Lower values of erythrocytes were detected in Li+FIV− and in Li−FIV+ cats compared to Li−FIV− cats (Table 4 and Table 5). Additionally, Li−FIV+ cats had lower values of hemoglobin than Li−FIV− cats (Table 4 and Table 5) and lower values of MCHC than Li+FIV+, Li+FIV−, and Li−FIV− cats (Table 4 and Table 5). When only anemic cats were considered, lower values of hemoglobin were detected in Li+FIV− cats (median = 7.05; 25–75° percentile = 6.05–8.2) than in Li−FIV− cats (median = 8.7; 25–75° percentile = 8–9.1) (Table 5).

Table 4

Median (minimum–maximum) (25° percentile; 75° percentile) of complete blood count (CBC) values of cats classified according to their infection patterns considered (Li+FIV+; Li+FIV−; Li−FIV+; Li−FIV−).
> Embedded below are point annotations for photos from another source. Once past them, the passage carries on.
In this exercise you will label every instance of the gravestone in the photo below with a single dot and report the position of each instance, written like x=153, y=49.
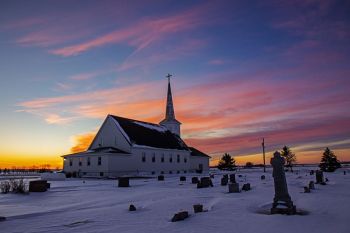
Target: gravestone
x=132, y=208
x=123, y=182
x=282, y=203
x=246, y=187
x=38, y=186
x=195, y=180
x=205, y=182
x=180, y=216
x=233, y=188
x=224, y=181
x=198, y=208
x=319, y=177
x=311, y=185
x=233, y=178
x=306, y=189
CBC Parameters	Li+FIV+	Li+FIV−	Li−FIV+	Li−FIV−
Red blood cells(M/µL)	7.92	7.39 *	7.17 *	8.31 *
	(4–9.75)	(3.78–11.81)	(2.03–17.41)	(2.42–16.78)
	[5.49–9.08]	[5.92–9.02]	[6.01–8.9]	[7.11–9.38]
Hematocrit(%)	30.45	31.4	32.85	34.4
	(16–41.1)	(14.8–49.7)	(9.8–73.4)	(10.1–82.4)
	[22.95–36.5]	[26.95–36.75]	[25.78–38.68]	[29.15–38.6]
Hemoglobin (g/dL)	10.65	10.5	10.1 *	11.3 *
	(6.3–12.6)	(4.8–16.3)	(3.4–22.4)	(3.4–22.8)
	[7.65–12.38]	[8.2–12.1]	[8.5–11.35]	[9.5–12.85]
MCV(fL)	39.8	40.8	42.6	40.8
	(34–58)	(32.9–61.4)	(31–61.6)	(24.9–64.1)
	[38.05–42.03]	[39.1–42.8]	[37.08–49.93]	[37.8–43.75]
MCHC(g/dL)	34 *	33.9 *	30.65 *	33.4 *
	(30.2–47.8)	(26.5–40.2)	(26–42.3)	(14.1–68.5)
	[32.23–36.55]	[31.6–34.85]	[28.85–34.23]	[31.1–34.9]
White blood cells(K/µL)	12.48	11.87	13.72	11.77
	(4.24–25.9)	(3.4–56.85)	(7.19–32.01)	(0.1–74.96)
	[8.13–16.31]	[8.61–16.46]	[9.95–19.58]	[8.42–16.26]
Neutrophils(K/µL)	7.91	6.57	8.34	6.85
	(2.07–19.86)	(1.42–41.1)	(2.98–27.85)	(0.02–70.92)
	[4.86–11.4]	[4.3–10.43]	[5.89–12]	[4.51–10.88]
Lymphocytes(K/µL)	2.68	3.24	3.11	2.96
	(0.72–8.5)	(0.76–11.75)	(0.14–13.14)	(0.05–14.12)
	[1.85–4.91]	[2.43–4.29]	[2.12–4.24]	[2.15–4.32]
Monocytes(K/µL)	0.52	0.46	0.49	0.37
	(0.12–1.07)	(0.06–5.39)	(0–1.68)	(0–52)
	[0.28–0.87]	[0.28–0.81]	[0.34–0.75]	[0.25–0.56]
Eosinophils(K/µL)	0.48	0.69	0.59	0.64
	(0–0.95)	(0–4.15)	(0–2)	(0–7.47)
	[0.16–0.58]	[0.37–0.93]	[0.2–0.9]	[0.36–0.96]
Basophils(K/µL)	0.03	0.06	0.05	0.05
	(0–0.07)	(0–0.31)	(0–0.18)	(0–0.63)
	[0.01–0.04]	[0.04–0.1]	[0.02–0.08]	[0.03–0.09]
Platelets(K/µL)	367	297	336.5	276
	(151–641)	(3–670)	(9–1051)	(0–844)
	[224–525]	[212–407.5]	[227–496.3]	[172–376]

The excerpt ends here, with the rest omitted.